Agava House is located in Casablanca, Morocco, and was designed by Driss Kettani Architecte in 2016. This house is projected on a north-south oriented plot and features a blind façade on the street while being largely open on the side and the back with the south oriented garden.
The plan “silhouette” is the consequence of the urban rules and the need to perfectly fit with the adjoining house on the east. The disadvantageous north orientation on the street and the presence of existing high enclosure walls are here an opportunity to revisit some of the traditional house codes, while maintaining at the same time transparency and spatial fluidity.
A chicane entrance, highlighted by a set of black and gray-blue traditional tiles walls emphasizes this duality and reinforces the contrast between privacy and discretion on the street and openness and transparency on the pool and the garden. This principle is affirmed through three landscape sequences, the mineral garden at the entrance, the aquatic sequence on the lateral side and the vegetal garden on the south, which in combination with the enclosure walls reinterpret in a certain way the courtyard.
Inside, a wooden panel / chimney acts as a pivot and help preserving the service area privacy while maintaining a fluidity of use. This panel incorporates a screen of wooden slats whose opacity varies according to the angle of view.

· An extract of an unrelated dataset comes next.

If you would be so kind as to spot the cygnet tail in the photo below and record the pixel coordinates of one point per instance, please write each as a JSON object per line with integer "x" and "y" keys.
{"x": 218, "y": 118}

The project tries to play on the notions of privacy and transparency, fluidity and functional considerations and uses a palette of materials both raw and rich in textures and colors which in combination with the vegetal element offers an abstract composition on the street.
The use of the traditional Moroccan tiles called Zellige emphasizes the chicane entrance and is part of the abstract composition on the street. It also gives a touch of color, vibrant with light, which goes well with the spirit of Casablanca.